Moran commissioned Desi pop artist Maria Qamar, better known as @Hatecopy, to create the floor-to-ceiling dining room mural for the restaurant. "We told her what we liked about her work, and she came to us with this, and we were like, 'Nailed it!'" she says. “I like that it’s at the end of the restaurant, so you can these different experiences and know that this is at the end of the tunnel.”

Artist John Dembski painted a Bengal tiger, one of India’s native animals, onto the wood-fire oven that stands in the middle of the restaurant.

Moran selected oilcloth table coverings in a variety of prints—plaid, mandarin orange-printed, red-and-white stripes, and sparkly blue. "In the front, we used tablecloths that were quieter, then we combined them with these ‘50s American, vinyl, sparkly, kitschy ones, which I just thought were fun to sit at," Moran says. "On the other side, they let me put the red-and-white striped tablecloths. I just think there’s so much Indian architecture that embraces the red-and-white brick combination, I just wanted to bring it in."

"I studied painting and was a painter before I worked in film," Moran says. "I think this project was like painting in 3-D—we were trying to infuse a lot of color and energy and really switch it up and do a real mashup of cultures, time periods, materials, colors, things that kind of don't go with each other and next to each other. Eventually, if you just keep moving things around enough, you can find a real solid hum of energy, and that's what you want." A curtain made of marigold flowers, that are often used in Indian celebrations, separates the bar from the dining areas.
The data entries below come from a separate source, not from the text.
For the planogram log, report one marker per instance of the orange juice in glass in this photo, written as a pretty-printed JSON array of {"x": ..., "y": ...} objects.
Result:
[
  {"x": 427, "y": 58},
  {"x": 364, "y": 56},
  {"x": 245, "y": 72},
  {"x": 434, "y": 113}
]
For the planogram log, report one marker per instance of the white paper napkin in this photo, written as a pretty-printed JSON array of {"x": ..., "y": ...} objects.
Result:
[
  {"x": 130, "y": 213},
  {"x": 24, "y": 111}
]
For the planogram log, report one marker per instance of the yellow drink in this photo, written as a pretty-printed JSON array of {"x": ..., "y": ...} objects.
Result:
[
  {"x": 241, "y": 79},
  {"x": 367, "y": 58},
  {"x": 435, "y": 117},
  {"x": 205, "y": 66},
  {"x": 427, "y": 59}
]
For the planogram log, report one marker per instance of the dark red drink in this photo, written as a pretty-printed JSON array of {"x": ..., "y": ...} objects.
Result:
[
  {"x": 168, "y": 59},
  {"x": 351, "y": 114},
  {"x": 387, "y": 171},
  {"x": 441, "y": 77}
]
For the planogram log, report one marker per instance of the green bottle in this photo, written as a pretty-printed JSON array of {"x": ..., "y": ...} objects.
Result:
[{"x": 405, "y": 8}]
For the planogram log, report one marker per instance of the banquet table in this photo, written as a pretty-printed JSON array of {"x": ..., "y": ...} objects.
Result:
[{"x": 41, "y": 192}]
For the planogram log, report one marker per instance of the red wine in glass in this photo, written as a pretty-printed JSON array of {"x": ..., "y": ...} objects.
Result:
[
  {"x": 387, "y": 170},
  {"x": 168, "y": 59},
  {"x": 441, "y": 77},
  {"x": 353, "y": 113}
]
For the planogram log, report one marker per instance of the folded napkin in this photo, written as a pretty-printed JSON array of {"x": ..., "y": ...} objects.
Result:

For the custom lotus wallpaper, Moran used an image of a vintage Indian wall painting, multiplied it, and then adhered it to the restaurant's brick wall with wheat paste. "I actually did the wheat pasting myself. Afterward, I realized that normally people just, like, hire someone to do that. I just sort of get into it and take it on to that capacity. When I put those wallpapers up, I was like, 'Oh this is gonna work,'" she says. "Also, that gave me so much freedom. When you can make your own wallpaper, it can be whatever you want. And then you look at everything a little bit differently, and the possibilities are a little bit more open, and that was sort of like a revelation moment."